I’d add The Death Wish and Unfinished Crime to the best of Holding. The first tells a story of marital blues and murderous fantasies that turn deadly all the while commenting on the already boring suburban dream of America. Yes, the routine of suburban life was driving people to murder as early as 1935. The second is probaby the earliest book she wrote to comes closest to foreshadowing the kind of book that would soon be the hallmark of Patricia Highsmith. Holding did it decades before her.
It’s always interesting to me that reviewers have to draw comparisons to male writers when talking about Holding. Is it to make her more attractive to male readers? I find her work to be closer to Margaret Millar, Charlotte Armstrong and Dorothy B Hughes who are also underclassed , underappreciated, and hardly read by most of the people who think they know the best of dark crime fiction. And I don’t this has anything to do with their homelife, their looks or the fact they are writing in a “distinctly masculine field”, the least accurate statement you attribute to Holding’s status as a forgotten writer. I think it has more to do with publishing houses not recognizing quality and keeping these women’s books in print.
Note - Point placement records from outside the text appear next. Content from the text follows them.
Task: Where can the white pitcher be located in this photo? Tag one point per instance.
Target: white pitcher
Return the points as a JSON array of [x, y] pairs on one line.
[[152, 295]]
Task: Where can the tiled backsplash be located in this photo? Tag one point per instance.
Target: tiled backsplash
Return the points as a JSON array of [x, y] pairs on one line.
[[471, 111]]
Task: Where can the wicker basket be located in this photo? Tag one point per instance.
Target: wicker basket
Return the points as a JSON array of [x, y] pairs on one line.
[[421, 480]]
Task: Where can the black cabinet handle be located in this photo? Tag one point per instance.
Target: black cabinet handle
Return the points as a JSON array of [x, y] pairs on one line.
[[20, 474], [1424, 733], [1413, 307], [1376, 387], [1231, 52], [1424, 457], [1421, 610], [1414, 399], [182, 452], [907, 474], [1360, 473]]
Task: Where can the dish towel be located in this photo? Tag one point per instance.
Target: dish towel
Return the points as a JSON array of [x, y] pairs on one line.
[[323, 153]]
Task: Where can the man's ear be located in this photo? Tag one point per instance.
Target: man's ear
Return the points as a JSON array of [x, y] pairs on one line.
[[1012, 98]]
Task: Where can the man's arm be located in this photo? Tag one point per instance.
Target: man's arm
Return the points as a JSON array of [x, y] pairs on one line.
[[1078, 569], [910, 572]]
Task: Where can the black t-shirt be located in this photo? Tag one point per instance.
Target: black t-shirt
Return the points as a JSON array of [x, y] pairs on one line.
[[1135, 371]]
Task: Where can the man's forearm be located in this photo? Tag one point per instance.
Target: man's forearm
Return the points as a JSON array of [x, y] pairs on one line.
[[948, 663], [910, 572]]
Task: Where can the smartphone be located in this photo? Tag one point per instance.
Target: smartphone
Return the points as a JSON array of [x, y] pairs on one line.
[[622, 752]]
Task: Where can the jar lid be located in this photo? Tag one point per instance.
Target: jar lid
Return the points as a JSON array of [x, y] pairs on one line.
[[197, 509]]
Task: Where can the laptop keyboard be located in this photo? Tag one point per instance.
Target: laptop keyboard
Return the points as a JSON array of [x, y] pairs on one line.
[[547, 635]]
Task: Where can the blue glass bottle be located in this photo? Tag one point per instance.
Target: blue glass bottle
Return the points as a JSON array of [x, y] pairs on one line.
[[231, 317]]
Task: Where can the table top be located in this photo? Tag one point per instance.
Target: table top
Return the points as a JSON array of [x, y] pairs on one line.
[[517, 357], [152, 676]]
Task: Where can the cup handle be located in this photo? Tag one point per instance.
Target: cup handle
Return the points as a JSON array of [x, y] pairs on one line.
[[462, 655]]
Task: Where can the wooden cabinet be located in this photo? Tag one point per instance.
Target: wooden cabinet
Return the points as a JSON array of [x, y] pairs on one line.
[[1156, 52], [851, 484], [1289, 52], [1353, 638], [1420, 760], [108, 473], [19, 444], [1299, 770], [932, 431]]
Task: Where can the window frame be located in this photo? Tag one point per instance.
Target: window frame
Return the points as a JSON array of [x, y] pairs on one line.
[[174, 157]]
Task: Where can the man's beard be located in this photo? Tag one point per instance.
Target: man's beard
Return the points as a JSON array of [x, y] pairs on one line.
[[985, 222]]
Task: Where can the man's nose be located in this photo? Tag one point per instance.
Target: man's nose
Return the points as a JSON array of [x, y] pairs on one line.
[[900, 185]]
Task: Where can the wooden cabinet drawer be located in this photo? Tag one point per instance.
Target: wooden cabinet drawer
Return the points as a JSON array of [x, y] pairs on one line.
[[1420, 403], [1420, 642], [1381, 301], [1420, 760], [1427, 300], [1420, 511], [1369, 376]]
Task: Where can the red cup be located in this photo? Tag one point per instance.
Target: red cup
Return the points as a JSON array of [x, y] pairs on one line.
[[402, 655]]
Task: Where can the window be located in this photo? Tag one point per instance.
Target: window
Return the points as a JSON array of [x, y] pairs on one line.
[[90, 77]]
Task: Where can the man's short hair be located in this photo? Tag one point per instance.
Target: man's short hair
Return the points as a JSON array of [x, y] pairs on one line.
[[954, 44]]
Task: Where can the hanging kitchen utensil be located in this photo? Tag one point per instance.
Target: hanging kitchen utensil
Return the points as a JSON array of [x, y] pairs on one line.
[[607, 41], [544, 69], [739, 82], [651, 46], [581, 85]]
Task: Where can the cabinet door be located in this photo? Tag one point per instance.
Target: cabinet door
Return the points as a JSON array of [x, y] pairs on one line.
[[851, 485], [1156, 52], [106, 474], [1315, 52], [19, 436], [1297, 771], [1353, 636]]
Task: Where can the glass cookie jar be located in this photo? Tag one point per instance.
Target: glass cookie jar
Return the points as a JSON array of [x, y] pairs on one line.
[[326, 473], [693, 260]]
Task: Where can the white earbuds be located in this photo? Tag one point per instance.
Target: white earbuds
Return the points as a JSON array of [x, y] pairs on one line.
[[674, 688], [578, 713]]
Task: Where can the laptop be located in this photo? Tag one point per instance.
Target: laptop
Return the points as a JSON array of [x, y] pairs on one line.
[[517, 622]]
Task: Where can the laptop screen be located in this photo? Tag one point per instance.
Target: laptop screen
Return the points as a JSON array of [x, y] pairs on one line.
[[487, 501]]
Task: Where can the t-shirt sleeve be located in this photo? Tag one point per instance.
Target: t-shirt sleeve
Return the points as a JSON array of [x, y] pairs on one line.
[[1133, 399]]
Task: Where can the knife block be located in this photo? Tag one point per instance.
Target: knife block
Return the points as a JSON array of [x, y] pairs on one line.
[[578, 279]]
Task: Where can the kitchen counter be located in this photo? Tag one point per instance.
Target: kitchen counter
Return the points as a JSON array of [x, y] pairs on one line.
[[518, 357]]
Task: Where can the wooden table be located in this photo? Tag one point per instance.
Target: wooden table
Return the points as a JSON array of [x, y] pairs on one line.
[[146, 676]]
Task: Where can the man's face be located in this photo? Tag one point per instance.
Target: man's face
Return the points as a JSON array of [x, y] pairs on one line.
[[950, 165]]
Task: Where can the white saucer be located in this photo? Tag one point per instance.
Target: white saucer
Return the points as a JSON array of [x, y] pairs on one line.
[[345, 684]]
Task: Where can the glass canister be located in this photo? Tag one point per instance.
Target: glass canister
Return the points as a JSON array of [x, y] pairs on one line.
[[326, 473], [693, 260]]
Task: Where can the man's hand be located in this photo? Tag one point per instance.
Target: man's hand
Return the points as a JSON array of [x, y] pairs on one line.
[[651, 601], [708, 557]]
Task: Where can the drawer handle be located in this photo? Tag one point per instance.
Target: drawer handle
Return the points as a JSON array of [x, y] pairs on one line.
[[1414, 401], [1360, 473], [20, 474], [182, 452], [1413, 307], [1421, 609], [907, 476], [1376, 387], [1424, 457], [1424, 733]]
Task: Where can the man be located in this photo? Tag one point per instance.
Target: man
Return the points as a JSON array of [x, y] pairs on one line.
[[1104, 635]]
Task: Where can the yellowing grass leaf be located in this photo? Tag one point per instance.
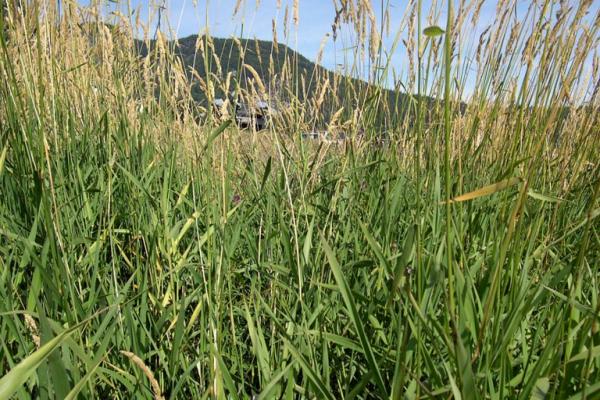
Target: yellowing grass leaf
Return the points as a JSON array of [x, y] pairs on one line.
[[543, 197], [17, 376], [486, 190]]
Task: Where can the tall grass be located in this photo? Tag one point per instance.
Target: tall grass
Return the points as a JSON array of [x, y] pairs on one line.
[[148, 249]]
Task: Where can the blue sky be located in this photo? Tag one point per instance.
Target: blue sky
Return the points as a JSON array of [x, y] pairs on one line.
[[254, 20]]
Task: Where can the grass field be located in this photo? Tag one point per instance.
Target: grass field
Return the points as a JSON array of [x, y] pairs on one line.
[[146, 253]]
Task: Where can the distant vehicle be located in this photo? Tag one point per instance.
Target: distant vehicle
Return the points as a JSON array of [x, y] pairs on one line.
[[257, 115]]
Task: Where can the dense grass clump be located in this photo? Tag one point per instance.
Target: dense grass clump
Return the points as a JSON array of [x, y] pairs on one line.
[[150, 249]]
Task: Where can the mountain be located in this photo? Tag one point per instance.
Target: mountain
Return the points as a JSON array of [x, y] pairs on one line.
[[257, 54]]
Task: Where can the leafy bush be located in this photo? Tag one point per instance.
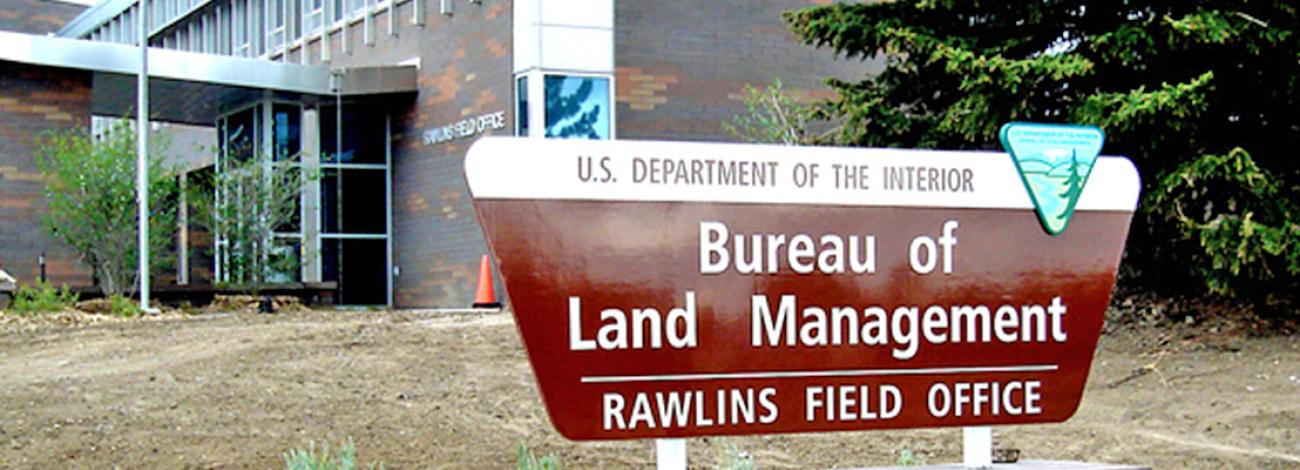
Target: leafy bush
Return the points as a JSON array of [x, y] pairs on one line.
[[91, 204], [528, 460], [772, 116], [1239, 216], [312, 458], [42, 297]]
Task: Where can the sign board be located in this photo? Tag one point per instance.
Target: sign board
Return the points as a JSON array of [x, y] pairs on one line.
[[670, 290], [466, 127]]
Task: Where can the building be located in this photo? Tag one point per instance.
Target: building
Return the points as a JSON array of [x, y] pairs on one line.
[[388, 95]]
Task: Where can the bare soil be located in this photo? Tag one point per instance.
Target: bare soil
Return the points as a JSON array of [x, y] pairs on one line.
[[419, 391]]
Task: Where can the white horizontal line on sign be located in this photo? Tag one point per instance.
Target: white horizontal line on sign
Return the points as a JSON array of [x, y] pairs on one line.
[[798, 374], [640, 170]]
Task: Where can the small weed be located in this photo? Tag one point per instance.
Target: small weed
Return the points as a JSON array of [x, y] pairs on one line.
[[42, 297], [909, 458], [312, 458], [735, 458], [528, 460], [124, 307]]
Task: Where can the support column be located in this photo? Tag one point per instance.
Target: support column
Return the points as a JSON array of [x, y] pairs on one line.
[[311, 142]]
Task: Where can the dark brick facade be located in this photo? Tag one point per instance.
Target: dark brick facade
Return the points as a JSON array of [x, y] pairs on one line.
[[34, 100], [683, 65], [37, 16], [464, 72]]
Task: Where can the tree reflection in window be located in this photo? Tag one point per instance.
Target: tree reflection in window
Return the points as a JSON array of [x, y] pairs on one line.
[[577, 107]]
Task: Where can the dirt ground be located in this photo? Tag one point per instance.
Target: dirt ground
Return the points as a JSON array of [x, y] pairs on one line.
[[419, 391]]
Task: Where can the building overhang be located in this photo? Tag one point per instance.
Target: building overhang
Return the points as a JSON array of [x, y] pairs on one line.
[[195, 87]]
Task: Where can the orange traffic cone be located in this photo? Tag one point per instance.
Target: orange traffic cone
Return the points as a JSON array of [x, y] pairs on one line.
[[486, 296]]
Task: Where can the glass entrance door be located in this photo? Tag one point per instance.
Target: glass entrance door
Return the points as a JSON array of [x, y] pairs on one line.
[[355, 208]]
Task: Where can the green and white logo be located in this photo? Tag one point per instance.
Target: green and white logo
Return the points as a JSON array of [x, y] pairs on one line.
[[1054, 162]]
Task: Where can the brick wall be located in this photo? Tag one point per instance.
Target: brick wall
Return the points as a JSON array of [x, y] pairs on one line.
[[681, 66], [466, 72], [34, 100], [37, 16]]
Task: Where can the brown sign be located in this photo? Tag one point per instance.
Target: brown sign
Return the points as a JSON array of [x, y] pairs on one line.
[[681, 290]]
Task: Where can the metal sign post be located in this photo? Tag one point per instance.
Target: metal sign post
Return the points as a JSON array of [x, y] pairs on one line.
[[142, 147], [670, 453], [978, 447]]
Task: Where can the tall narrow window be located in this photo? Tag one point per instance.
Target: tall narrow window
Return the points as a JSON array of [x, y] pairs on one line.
[[274, 24], [521, 107], [315, 16]]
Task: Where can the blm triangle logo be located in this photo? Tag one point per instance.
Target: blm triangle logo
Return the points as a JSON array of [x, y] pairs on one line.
[[1054, 162]]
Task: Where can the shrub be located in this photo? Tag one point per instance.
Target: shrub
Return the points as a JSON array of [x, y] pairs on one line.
[[91, 204], [122, 307], [42, 297]]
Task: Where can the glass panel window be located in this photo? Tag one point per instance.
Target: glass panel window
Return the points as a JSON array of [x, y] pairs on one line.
[[352, 201], [364, 135], [286, 125], [521, 107], [242, 134], [577, 107], [354, 7], [359, 268]]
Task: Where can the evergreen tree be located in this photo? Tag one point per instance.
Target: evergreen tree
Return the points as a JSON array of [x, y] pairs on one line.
[[1201, 95]]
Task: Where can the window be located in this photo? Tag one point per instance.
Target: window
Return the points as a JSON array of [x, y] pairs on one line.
[[577, 107], [241, 44], [315, 14], [521, 107], [274, 24]]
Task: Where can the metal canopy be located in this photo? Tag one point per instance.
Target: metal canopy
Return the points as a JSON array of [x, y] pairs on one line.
[[191, 87]]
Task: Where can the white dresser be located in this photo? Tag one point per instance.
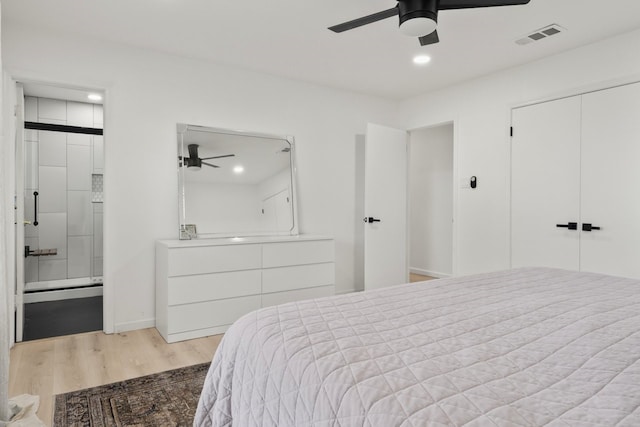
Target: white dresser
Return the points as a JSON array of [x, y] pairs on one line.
[[203, 286]]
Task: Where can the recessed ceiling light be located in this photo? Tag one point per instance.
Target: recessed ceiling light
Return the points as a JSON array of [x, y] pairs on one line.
[[421, 59]]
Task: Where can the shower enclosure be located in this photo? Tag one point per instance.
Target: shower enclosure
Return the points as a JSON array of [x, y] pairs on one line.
[[63, 203]]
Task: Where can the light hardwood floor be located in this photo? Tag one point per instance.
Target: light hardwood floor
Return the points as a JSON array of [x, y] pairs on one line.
[[59, 365]]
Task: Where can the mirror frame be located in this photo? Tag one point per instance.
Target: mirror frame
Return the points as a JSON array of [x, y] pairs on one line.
[[181, 128]]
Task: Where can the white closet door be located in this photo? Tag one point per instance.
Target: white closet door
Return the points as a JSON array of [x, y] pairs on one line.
[[545, 184], [611, 181]]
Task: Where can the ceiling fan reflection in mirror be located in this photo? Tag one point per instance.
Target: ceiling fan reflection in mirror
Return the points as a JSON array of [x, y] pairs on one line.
[[194, 163], [419, 18]]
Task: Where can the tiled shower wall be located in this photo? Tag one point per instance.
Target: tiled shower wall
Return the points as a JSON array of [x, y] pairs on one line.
[[60, 166]]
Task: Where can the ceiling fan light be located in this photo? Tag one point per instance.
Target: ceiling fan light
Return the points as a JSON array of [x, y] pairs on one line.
[[418, 27]]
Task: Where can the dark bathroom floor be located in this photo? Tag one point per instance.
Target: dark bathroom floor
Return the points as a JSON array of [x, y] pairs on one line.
[[66, 317]]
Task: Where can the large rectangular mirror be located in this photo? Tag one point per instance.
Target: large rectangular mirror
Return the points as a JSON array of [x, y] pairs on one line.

@ J F Norris The organization Sisters in Crime was founded by crime-writing women,decades after Holding, because they realized not only that women writers got reviewed much less often, but that there were male readers who wouldn’t even try reading them–such that the previous Charlottes and Dorothys had become mere C.s and D.s to try not to discourage sales. It wasn’t only the publishing houses or even the industry, but culture more generally that didn’t always give these women enough chance to find their readers. (Which makes me wonder, because I can’t think of any–were there any women writing pulp westerns at all, even under pseudonym?) It’s an undeniable shame, but it gives some of us a lot of great work to (re) discover now.
Elisabeth Sanxay Holding was very well reviewed by male reviewers and was a successful popular writer who presumably was read by men as well as women.
John Norris is right that saying she wrote in a “distinctly masculine field” is just dead wrong. Jake Hinkson himself probably realizes this now that Sarah Weinman’s anthology of these women writers has appeared. And Holding herself has been reprinted over the last decade by Stark House, so don’t blame all the publishers. Small publishers have done right by a lot “forgotten” writers and people should make more effort to seek them out.
I don’t know that I would blame “culture” so much as the prominent canon-makers, who, for whatever reasons, ignored a lot of these writers.
Why do you say The Blank Wall is set in California? I was trying to decide if the location was Long Island or Connecticut.
The novel “The Blank Wall” takes place near New York City, I think it’s mostly set on Long Island even though CT is mentioned as well.
The movie “Reckless Moment” (1949, James Mason as Donnelly, Joan Bennett as Lucia) was filmed near Balboa Island, CA. Check it out in the imdb.